On Bayesian terms, the probability of any given case being deliberate air embolism is low. Shifting that probability upward requires specific positive evidence — the Lee-1989-paper-level diagnostic signs, post-mortem imaging showing intravascular gas, or forensic-chain-of-custody-compliant histology. None of these is present in any Letby case.
The cluster-level base rate
Even setting aside the individual-case Bayesian calculation, the cluster-level question remains: how often does a single nurse on a single unit deliberately commit seven fatal air embolism acts plus several attempts in eighteen months? The international forensic-pathology and criminological literature contains no such cluster. The Letby case would be the single worst cluster of this kind on record anywhere.
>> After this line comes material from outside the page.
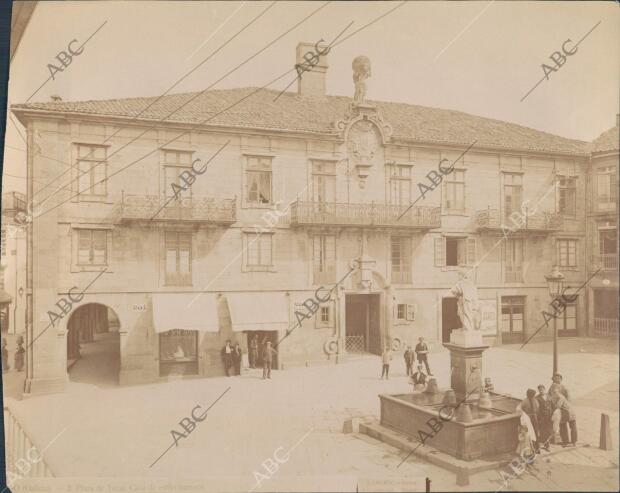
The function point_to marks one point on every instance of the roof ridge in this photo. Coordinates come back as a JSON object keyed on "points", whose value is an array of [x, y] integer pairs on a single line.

This makes the prior probability of the Crown’s theory, on the base-rate question alone, approximately zero. It could still be true — extraordinary cases do occur — but establishing it requires correspondingly strong evidence. On the independent expert review, that evidence is not present.
The alternative hypothesis base rate
Now consider the alternative: a Level 2 NICU admitting extremely preterm and multiple-pregnancy infants beyond its design capacity, experiencing a multi-drug- resistant outbreak, with chronic staffing shortages and infrastructure failures, producing a cluster of deaths. The international NICU outcomes literature contains many examples of this pattern. The Morecambe Bay case is the closest UK precedent. Systems-failure clusters of this kind are the expected pattern, not the extraordinary one.
The two base rates compared
Base-rate for the Crown’s hypothesis: approximately zero, internationally unprecedented. Base-rate for the alternative hypothesis (systems-failure cluster on a struggling NICU): routine, documented in every UK and international NICU outcomes database. The Crown’s case therefore has to overcome a large base-rate deficit to be the more probable reading. On the independent expert review, it does not.